Holocaust in Ukraine
Kozlenko proudly displays the many items in his small, volunteer-run museum, which receives practically no state support. “No one bothers us about our work, but no one helps us, either.”
When it comes to the Holocaust, Kozlenko believes that Ukraine lacks an official culture of remembrance. There is no state museum recalling the over 1.5 million Jewish victims. No one officially takes care of the many memorials erected by survivors after the end of the war. Volunteers and historians have identified over 1,500 execution sites. Victims were typically also buried here without any grave markers.
“Most of these places are not in city centers or towns but in outlying areas,” Kozlenko says. “Sometimes it was a pig stall, sometimes a shut-down factory on the outskirts of town.”
Death by gunfire
Kozlenko believes that caring for these places should be the task of the Ukrainian state, and he is surprised this isn’t yet the case. “Ukraine still doesn’t see the Holocaust as part of its own history, or as a tragedy of Ukrainian citizens,” Kozlenko says.
He cites the American historian Timothy Snyder, an expert in the history of the Holocaust, who has pointed out how the Holocaust has become synonymous in the public perception with the industrial-scale killing that took place in places like Auschwitz that served as both concentration and extermination camps. In comparison, the “Shoah by bullets,” as Snyder terms the mass shooting executions undertaken by SS and police battalions in numerous eastern European villages, remains a blank spot in Holocaust remembrance — in western as well as eastern Europe. Moreover, unlike the concentration camps, hardly anyone survived the mass shootings, meaning no one was able to pass along the story.
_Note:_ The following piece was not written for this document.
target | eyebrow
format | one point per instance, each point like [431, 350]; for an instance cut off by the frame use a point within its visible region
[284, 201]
The Soviet rule also played a role. “In the Soviet era, the historical memory landscape was destroyed,” Kozlenko says. “Jews hadn’t been murdered — Soviet citizens had been.” His great-grandfather had been burned to death in the munitions depot near Odessa in October 1941 — “as a Soviet citizen, but because he was Jewish.”
Read more: Claude Lanzmann, director of Holocaust film ‘Shoah,’ dies at 92
A remembrance ceremony like no other
Children’s playgrounds, concrete housing complexes, urban garden allotments: A small memorial is the only thing today in Shalimovka that recalls what happened there 77 years ago. There is no mountain of shoes or glasses like at Auschwitz.
And still, “Whoever comes to this place with an open heart senses that a shudder is buried here under the asphalt,” the German politician Beck says. “Germany has to make a statement in the sense of accepting historic responsibility, which in this case can only be asking for forgiveness. There is no way to make amends.”